Why new CBK tool may not deliver cheaper loans soon

kerrow

Senate Finance and Commerce Committee chairman Billow Kerrow. Photo/FILE

Loan rates are only likely to fall when other costs such as the period it takes to register collateral and make judgments in disputes reduce, banking analysts said on Wednesday.

The analysts said that the new calculation method for the base lending rate, the Kenya Banks’ Reference Rate (KBRR), focused only on transparency of interest-rate pricing while the other costs remain unaddressed.

They, however, noted that there was progress towards removing some of the impediments to cheaper loans, including the ongoing digitisation of the Lands registry and provision of more titles for land.

“We need to tackle those other costs that have little to do with interest rates. Let’s complete land title digitisation and improve judicial processes; let’s make it easier to realise collateral in case of default,” said an analyst who cannot be quoted because he is not authorised to speak on behalf of his group.

A survey conducted by the Central Bank of Kenya in September 2010 showed that the cost of credit is determined by the cost of funds, credit risk, liquidity risk, T-bill rate, realisation of collateral, judicial processes and the general cost of doing business, among other factors.

The KBRR and the annual percentage rate (APR) – intended to increase transparency and comparability between the prices of credit in different institutions – came into effect on July 8 and July 1, respectively. The APR shows the total cost of credit for an individual, which involves various elements ranging from interest rates to risk premium.

READ: No reprieve for borrowers as CBK keeps policy rate steady

But even as bankers and analysts maintained that the cost of credit after the introduction of two new ways of calculating lending rates would not necessarily lead to low interest, participants at an accountants’ seminar yesterday said that rates should go down.

The Kenya Bankers Association (KBA) has already said that the KBRR method would only help in transparency of rates, but not necessarily the cost.

The first rate for KBRR has been set at 9.13 per cent, and will be applicable for the next six months unless there are drastic market changes justifying its review.

“The issue of affordability of interest rates has been of major concern.

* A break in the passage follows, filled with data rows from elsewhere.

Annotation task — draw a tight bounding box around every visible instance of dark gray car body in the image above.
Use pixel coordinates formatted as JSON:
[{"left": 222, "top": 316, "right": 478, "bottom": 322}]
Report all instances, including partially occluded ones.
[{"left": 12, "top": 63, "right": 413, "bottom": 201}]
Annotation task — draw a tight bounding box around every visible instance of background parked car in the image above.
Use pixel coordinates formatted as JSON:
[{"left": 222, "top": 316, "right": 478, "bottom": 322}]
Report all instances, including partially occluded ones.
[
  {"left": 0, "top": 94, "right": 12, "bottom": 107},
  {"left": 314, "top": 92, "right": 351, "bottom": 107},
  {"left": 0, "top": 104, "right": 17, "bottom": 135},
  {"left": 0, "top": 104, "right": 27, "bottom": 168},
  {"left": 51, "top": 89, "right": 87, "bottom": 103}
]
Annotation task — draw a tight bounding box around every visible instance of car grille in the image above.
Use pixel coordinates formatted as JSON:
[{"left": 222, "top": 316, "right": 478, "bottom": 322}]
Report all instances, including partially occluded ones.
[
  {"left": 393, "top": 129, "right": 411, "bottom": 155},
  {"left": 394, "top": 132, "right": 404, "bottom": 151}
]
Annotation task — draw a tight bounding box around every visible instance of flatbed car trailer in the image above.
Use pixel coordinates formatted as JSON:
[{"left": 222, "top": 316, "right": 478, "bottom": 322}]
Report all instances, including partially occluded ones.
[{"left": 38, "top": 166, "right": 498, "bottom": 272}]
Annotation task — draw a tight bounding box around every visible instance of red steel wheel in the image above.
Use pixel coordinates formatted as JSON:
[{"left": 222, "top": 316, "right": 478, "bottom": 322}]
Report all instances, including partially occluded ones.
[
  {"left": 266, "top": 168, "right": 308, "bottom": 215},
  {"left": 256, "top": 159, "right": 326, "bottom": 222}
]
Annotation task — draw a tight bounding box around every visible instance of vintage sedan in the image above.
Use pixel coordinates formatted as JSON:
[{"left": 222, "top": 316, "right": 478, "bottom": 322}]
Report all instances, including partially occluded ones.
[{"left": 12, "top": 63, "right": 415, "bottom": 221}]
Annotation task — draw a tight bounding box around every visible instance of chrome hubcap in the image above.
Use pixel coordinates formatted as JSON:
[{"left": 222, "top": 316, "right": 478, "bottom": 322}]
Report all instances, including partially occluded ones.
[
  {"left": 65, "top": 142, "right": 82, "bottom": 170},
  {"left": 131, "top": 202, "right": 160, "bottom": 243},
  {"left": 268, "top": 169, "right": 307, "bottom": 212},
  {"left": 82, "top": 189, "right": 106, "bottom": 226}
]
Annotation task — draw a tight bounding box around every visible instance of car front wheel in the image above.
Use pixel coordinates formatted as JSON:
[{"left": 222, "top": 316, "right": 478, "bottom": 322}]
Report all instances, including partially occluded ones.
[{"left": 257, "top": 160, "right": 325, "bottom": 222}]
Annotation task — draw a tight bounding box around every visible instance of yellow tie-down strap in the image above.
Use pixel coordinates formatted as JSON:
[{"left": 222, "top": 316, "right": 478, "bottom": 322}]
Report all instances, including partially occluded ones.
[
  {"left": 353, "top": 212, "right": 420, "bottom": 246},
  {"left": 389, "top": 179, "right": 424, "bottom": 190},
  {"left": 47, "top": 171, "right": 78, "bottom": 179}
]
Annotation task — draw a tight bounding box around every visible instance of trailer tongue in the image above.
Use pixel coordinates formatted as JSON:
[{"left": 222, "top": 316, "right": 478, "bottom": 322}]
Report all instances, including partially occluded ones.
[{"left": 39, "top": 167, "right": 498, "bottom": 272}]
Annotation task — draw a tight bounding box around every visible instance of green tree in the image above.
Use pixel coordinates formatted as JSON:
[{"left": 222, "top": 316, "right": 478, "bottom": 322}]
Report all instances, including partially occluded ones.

We expect that KBRR will bring about cheaper loans. This is because we expect lending rates to come down significantly in the next few weeks or months,” said Billow Kerrow, chairman of the Senate’s Finance and Commerce Committee.

Mr Kerrow, who is also the Senator for Mandera, said that there were already encouraging signs that the cost of business – as a factor in lending rates – was coming down, noting that the process of registration of businesses had been reduced to a day from several weeks.

The senator said that small and medium enterprises face the biggest hurdles when borrowing, noting that the existing structure and regulations tended to favour organisations which are already flush with liquidity.

Henry Obwocha, one-time minister for Planning and National Development in former President Moi’s government, said it was unclear how banks would deal with a possible adverse outcome of the legal challenge relating to Section 44 of the Banking Act, which had forbidden the institutions from increasing the cost of loans without informing the Finance minister.